Credit: HJ Media Studios
Credit: HJ Media Studios

Welcome To The Era of Big Replication

Psychologists have been sailing through some pretty troubled waters of late. They’ve faced several cases of fraud, high-profile failures to repeat the results of classic experiments, and debates about commonly used methods that are recipes for sexy but misleading results. The critics, many of whom are psychologists themselves, say that these lines of evidence point towards a “replicability crisis”, where an unknown proportion of the field’s results simply aren’t true.

To address these concerns, a team of scientists from 36 different labs joined together, like some sort of verification Voltron, to replicate 13 experiments from past psychological studies.
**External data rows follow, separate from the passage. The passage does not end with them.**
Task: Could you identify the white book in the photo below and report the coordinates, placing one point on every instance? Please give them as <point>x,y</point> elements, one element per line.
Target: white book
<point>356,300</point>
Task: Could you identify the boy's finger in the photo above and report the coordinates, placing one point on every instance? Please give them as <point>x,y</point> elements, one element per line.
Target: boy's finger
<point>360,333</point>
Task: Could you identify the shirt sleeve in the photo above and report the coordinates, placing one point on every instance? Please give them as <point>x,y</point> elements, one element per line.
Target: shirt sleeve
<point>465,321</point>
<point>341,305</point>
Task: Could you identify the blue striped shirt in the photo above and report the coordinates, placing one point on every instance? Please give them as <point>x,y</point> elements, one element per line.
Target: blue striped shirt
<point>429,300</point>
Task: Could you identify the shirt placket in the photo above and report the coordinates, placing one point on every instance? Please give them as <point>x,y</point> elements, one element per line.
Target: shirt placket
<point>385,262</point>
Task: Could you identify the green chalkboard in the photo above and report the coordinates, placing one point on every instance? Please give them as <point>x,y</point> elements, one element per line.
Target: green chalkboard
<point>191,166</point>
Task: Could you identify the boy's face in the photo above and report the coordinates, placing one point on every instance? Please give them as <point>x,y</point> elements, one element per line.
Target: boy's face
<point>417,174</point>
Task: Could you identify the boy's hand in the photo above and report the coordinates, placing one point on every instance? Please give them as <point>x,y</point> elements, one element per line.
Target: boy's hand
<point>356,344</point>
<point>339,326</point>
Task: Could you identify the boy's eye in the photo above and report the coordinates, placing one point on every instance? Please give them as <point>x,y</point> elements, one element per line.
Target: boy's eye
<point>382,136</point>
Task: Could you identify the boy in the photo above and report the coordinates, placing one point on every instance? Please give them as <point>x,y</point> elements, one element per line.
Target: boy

They chose experiments that were simple and quick to do, and merged them into a single online package that volunteers could finish in just 15 minutes.

They then delivered their experimental smorgasbord to 6,344 people from 36 different groups and 12 different countries.

This is Big Replication—scientific self-correction on a massive scale.

I’ve written about this “Many Labs Replication Project” over at Nature News, so head over there for more details and viewpoints from the psychological community. The project was also coordinated by Richard Klein and Kate Ratliff from the University of Florida, Michelangelo Vianello from the University of Padua, and Brian Nosek from the Center for Open Science.

First, 10 of the 13 effects replicated. That’s certainly encouraging after months of battering.

One of the 13 was on the fence—the “imagined contact” effect, where imagining contact with people from other ethnic groups reduces prejudice towards them. It’s hard to say whether this is real or not.

And two of the 13 effects outrightly did not replicate. Both are recent studies involved social priming, the field in which subtle and subconscious cues supposedly influence our later behaviour. In one, exposure to a US flag increases conservatism among Americans; in the other, exposure to money increases endorsement of the current social system.

For Nosek, personally, the results are a mixed bag. Two of his own effects were in the mix and they both checked out. Many classics in the field are robust. This is all good. But a lot of Nosek’s own work involves social priming, and the fact that this sub-field regularly (but not always) stumbles in the replication gauntlet is troubling to him. “This been difficult for me personally because it’s an area that’s important for my research,” he says. “But I choose the red pill. That’s what doing science is.”

But he and others I spoke to also urge caution. This is neither a “te absolvo” for the field, nor a final damnation of social priming. The team chose the 13 effects arbitrarily, to represent a range of different psychological studies from different eras. It doesn’t mean that 10 out of every 13 effects will replicate, nor that 2 out of every 2 social priming ones will flunk. It’s not systematic. (Nosek, incidentally, is also leading a systematic check of reproducibility in psychology, in which more than 150 scientists are repeating every study published in four journals in 2008.  The man is front and centre in this debate.)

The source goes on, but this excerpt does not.